Usually, the answers don’t because the answers are for the wrong audience. And the candidate, that would be you, doesn’t move on.
And if you answer phone interview questions to the department person who knows the ins and outs of the work with what an HR person would need to hear, you’ll get thrown out because you don’t know how to do the job.
Wrong audience, wrong answers. Plus poor interview skills (see below).
Video interviews are much more like face to face interviews. And they have a whole set of new skills that can blow you out of the water if you don’t handle them right.
Yeah, video is a trap unless you are well-versed in video conversations.
Millions of pixels have been used to describe needed face-to-face interview skills. I won’t list them all here.
Committee interviews, where a group of people interview you or there are serial interviews by multiple people one right after the other, is another set of job search skills that need mastering.
Essentially, all of the face-to-face interview skills come into play here. Then, on top of that, you need to evaluate who each player interviewing you is, what role they play in the department, what role they play in your interview (influencer, significant influencer, if you convince this person the hiring manager will hire you person???).

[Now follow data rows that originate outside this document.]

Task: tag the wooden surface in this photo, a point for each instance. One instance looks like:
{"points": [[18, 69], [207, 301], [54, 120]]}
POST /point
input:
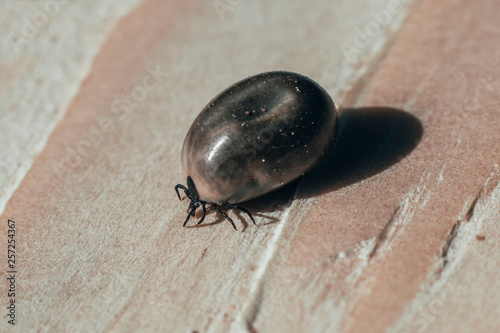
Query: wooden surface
{"points": [[397, 231]]}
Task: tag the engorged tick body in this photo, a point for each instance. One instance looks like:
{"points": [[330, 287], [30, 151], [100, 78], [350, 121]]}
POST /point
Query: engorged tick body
{"points": [[256, 136]]}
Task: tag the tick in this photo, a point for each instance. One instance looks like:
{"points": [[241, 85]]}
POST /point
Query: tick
{"points": [[257, 135]]}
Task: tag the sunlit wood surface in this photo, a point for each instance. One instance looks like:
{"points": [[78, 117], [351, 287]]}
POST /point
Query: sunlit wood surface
{"points": [[396, 231]]}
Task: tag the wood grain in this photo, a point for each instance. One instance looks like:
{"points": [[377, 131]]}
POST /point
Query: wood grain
{"points": [[46, 50], [396, 231]]}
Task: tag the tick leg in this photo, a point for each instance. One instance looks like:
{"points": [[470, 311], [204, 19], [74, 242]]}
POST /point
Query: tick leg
{"points": [[177, 187], [223, 214], [204, 212], [240, 208], [191, 212]]}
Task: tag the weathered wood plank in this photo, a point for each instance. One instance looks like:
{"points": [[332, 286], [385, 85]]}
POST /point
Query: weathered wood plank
{"points": [[46, 50], [100, 234]]}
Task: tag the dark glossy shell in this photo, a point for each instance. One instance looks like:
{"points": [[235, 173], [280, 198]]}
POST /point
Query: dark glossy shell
{"points": [[257, 135]]}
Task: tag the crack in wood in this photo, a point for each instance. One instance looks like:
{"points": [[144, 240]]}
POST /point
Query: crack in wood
{"points": [[484, 192]]}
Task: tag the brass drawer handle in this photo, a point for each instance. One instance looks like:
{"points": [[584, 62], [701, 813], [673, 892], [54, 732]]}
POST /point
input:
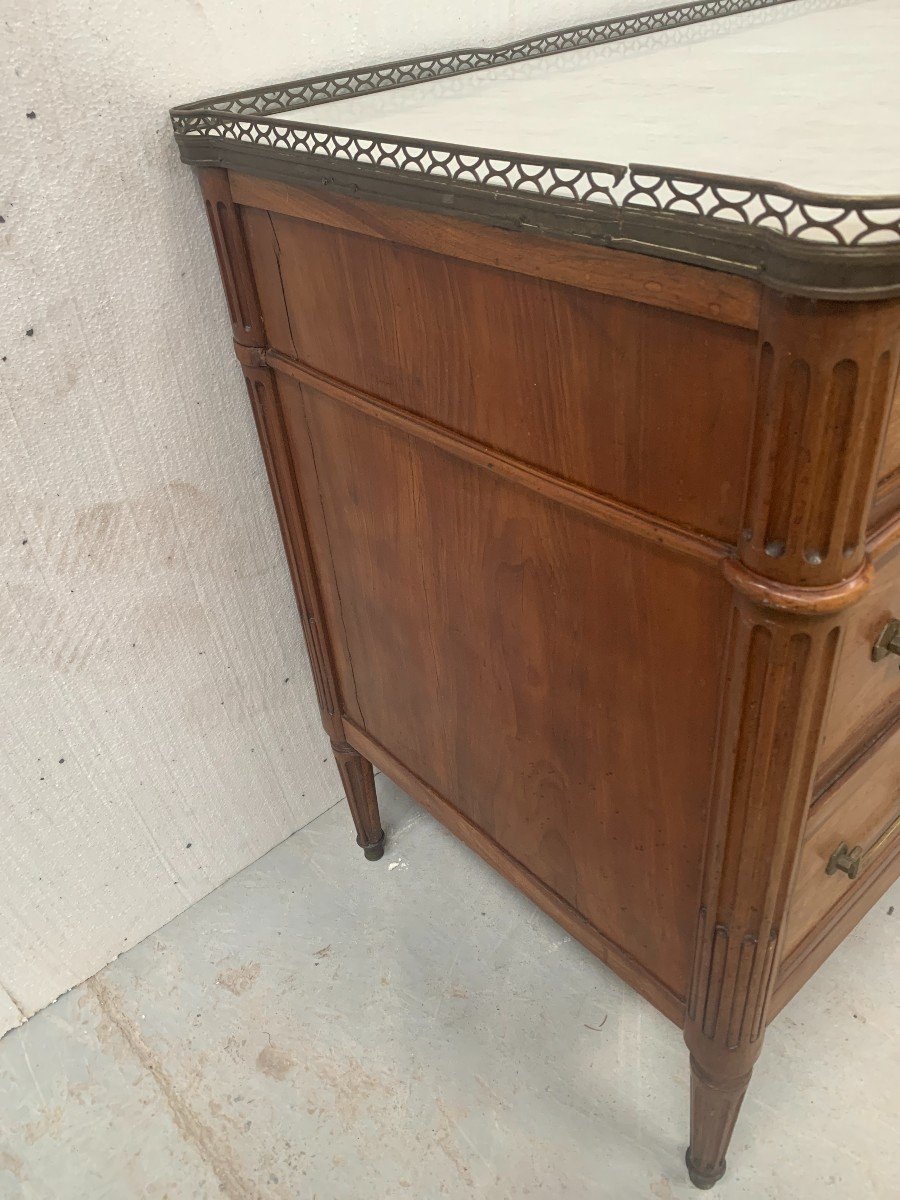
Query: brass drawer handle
{"points": [[852, 862], [888, 641]]}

You have to have a fast read on the room, on each person doing the interview and then focus your answers on what that person needs to understand about your work. Yes, more understanding the audience and getting your answers to that audience.
Just because you get a job offer, it doesn’t mean you should take it. I’ve negotiated job offers (and felt terrible doing it – why???). I’ve refused job offers. I’ve accepted them.
Oh, boy. Job offers are wonderful. And filled with risk. Yet, knowing how to stand up for yourself, understanding how the company is negotiating with you is a reflection on their culture, and how you navigate the acceptance is an important skill. Especially if you know you need to walk away. And why.
Not many people are Cubicle Warrior skilled when it comes to analyzing job offers.
If you’ve read this far — and thanks — I hope that you can see these are very different skills that need to be learned to do a successful job search by anyone aspiring to become a Cubicle Warrior.
The most interesting way I’ve seen someone hone and maintain job search skills is this: he set an objective to obtain one job offer per year while he was working at his company.
He did this to keep his resume up and then maintain his search and interviewing skills. He didn’t intend to leave his company because he was satisfied with the work, benefits, and the rest of the package.
I watched him get job offers year after year. He turned them all down for all good reasons.
Until he didn’t and he accepted an offer he couldn’t refuse. All because he wanted to practice his job search skills.